What you saw in the [season one] finale was the end of the Harmon house. The second season of the show will be a brand-new home or building to haunt. Just like this year, every season of this show will have a beginning, middle, and end. [The second season] won't be in L.A. It will obviously be in America but in a completely different locale.
— – Executive producer Ryan Murphy on American Horror Storys second season.

In October 2011, the FX Network renewed American Horror Story for a second season. In December 2011, series co-creator Ryan Murphy announced his plans to change the characters and location for the second season. He did say, however, that some actors who starred in the first season would be returning. "The people that are coming back will be playing completely different characters, creatures, monsters, etc. [The Harmons'] stories are done. People who are coming back will be playing entirely new characters," he announced.

In May 2012, Murphy revealed that the setting for the second season would be an institution for the criminally insane that Jessica Lange's character operates in the 1960s, called Briarcliff Manor and located on the East Coast. In an interview with Entertainment Weekly, Murphy spoke about originally wanting to set the season in prison, "I think at one point as we were spitballing season two before we landed on the asylum idea, we had actually talked about doing the second season in a prison but then Alcatraz came along and stole that idea. It was never very definitive, but I always liked that idea. I think an insane asylum for us was probably much more effective."
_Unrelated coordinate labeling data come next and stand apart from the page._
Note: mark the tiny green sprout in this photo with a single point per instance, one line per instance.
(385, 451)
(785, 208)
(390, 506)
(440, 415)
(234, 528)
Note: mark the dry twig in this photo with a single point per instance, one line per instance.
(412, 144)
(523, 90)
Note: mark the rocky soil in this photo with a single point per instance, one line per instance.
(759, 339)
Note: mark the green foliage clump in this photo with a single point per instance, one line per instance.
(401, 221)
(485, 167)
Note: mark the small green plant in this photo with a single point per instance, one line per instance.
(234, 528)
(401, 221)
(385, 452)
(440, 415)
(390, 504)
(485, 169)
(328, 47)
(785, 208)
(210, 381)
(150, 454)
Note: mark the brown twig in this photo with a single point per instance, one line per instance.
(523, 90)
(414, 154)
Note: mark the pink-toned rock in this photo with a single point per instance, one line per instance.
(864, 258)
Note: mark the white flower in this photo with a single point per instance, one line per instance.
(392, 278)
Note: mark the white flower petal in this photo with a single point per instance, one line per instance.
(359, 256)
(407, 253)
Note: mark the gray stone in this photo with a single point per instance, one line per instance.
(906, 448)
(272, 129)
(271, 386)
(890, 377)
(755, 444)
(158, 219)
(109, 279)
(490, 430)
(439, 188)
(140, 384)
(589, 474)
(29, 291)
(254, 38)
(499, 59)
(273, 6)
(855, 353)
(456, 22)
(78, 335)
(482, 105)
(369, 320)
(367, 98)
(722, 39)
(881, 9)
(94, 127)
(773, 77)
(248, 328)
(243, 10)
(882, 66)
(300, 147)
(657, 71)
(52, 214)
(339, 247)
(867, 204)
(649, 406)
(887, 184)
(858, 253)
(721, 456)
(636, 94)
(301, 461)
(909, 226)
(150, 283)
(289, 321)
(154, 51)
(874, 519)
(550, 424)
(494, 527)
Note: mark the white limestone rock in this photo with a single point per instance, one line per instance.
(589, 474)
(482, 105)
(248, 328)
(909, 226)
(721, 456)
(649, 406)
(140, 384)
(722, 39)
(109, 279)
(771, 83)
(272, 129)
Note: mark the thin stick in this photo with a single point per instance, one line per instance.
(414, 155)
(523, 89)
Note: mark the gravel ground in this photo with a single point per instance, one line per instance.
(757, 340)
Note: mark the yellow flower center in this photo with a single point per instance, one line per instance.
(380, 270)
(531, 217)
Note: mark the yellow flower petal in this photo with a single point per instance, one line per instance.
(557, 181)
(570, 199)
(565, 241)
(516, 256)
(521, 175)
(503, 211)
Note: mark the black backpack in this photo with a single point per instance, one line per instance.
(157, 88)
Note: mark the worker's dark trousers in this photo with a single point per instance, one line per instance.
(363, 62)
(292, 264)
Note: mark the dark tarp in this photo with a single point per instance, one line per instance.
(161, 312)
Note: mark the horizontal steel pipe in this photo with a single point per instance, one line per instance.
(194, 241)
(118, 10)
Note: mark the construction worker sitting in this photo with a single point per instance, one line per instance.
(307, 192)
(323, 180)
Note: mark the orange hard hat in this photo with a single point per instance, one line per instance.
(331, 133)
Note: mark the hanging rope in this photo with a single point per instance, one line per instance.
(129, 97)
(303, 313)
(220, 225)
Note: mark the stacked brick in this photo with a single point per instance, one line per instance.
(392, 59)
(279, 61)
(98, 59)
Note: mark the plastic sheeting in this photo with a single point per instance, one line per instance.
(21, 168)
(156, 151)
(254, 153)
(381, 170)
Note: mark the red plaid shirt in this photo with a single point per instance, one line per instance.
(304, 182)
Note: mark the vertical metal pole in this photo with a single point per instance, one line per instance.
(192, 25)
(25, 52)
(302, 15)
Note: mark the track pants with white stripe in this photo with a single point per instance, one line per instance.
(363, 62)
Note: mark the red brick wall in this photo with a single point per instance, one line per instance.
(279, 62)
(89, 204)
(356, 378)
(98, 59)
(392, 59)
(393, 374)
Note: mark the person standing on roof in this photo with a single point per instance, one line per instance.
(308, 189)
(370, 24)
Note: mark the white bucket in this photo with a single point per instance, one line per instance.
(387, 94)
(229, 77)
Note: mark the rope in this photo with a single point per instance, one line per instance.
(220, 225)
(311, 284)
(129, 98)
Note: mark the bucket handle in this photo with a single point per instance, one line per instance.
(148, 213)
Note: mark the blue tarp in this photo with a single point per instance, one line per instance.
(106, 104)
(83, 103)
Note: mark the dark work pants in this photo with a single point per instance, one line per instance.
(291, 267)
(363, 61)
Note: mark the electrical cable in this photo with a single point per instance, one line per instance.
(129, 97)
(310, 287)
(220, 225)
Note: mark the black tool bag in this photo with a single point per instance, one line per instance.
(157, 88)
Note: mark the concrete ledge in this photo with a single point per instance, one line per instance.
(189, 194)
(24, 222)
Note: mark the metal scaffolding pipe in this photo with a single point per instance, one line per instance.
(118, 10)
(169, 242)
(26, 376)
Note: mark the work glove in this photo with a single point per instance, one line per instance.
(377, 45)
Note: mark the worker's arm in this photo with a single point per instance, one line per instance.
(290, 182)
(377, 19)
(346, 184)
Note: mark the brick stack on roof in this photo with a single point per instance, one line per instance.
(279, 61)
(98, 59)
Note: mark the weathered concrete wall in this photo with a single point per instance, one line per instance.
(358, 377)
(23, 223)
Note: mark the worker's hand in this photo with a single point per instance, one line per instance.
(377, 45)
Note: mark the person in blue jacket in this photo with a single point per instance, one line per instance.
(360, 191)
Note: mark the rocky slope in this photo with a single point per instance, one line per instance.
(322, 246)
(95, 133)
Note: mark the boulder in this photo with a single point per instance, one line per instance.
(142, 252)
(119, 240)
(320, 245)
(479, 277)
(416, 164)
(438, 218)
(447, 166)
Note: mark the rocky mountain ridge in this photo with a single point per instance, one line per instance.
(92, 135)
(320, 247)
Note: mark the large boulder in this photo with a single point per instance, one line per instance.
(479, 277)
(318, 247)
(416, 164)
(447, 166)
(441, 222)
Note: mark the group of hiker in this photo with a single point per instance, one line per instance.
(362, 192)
Talking about the season, Murphy commented, "It's a completely different world and has nothing to do with season 1; there's not a mention of season 1... The second season is set in a completely different time period." He later said, "Everyone looks so different; people who were enemies last year are allies this year. The sets are amazing. It's 1964, so everything looks very different."
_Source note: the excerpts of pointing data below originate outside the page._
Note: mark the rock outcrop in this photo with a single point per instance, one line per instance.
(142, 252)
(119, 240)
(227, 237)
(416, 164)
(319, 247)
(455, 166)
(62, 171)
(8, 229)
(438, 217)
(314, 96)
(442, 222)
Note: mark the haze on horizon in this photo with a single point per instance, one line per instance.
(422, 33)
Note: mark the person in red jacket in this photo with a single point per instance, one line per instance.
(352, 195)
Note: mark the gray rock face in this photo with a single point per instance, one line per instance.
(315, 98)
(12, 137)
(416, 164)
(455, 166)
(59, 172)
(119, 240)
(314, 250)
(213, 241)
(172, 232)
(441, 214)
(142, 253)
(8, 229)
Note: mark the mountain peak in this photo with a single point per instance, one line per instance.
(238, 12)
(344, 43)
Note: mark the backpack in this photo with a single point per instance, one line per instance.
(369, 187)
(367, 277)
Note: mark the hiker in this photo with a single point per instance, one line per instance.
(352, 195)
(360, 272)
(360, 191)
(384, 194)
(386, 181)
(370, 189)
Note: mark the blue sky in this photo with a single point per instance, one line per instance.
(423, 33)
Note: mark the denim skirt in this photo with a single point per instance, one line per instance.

"To me, last year was a family drama. This is our version of a workplace drama."
— – Co-creator Brad Falchuk on the second season

Murphy had also told TV Guide that there would not be any ghosts in the second season, "I think the story is horrifying," he said. "The story is a period piece in a mental institution based largely on truth, and truth is always scarier than fiction."

In August 2012, Murphy announced the season's new name by stating, "We picked 'Asylum' because it not only describes the setting – an insane asylum run by Jessica Lange's character which was formerly a tuberculosis ward – but also signifies a place of haven for the unloved and the unwanted," he said. "This year's theme is about sanity and tackling real-life horrors."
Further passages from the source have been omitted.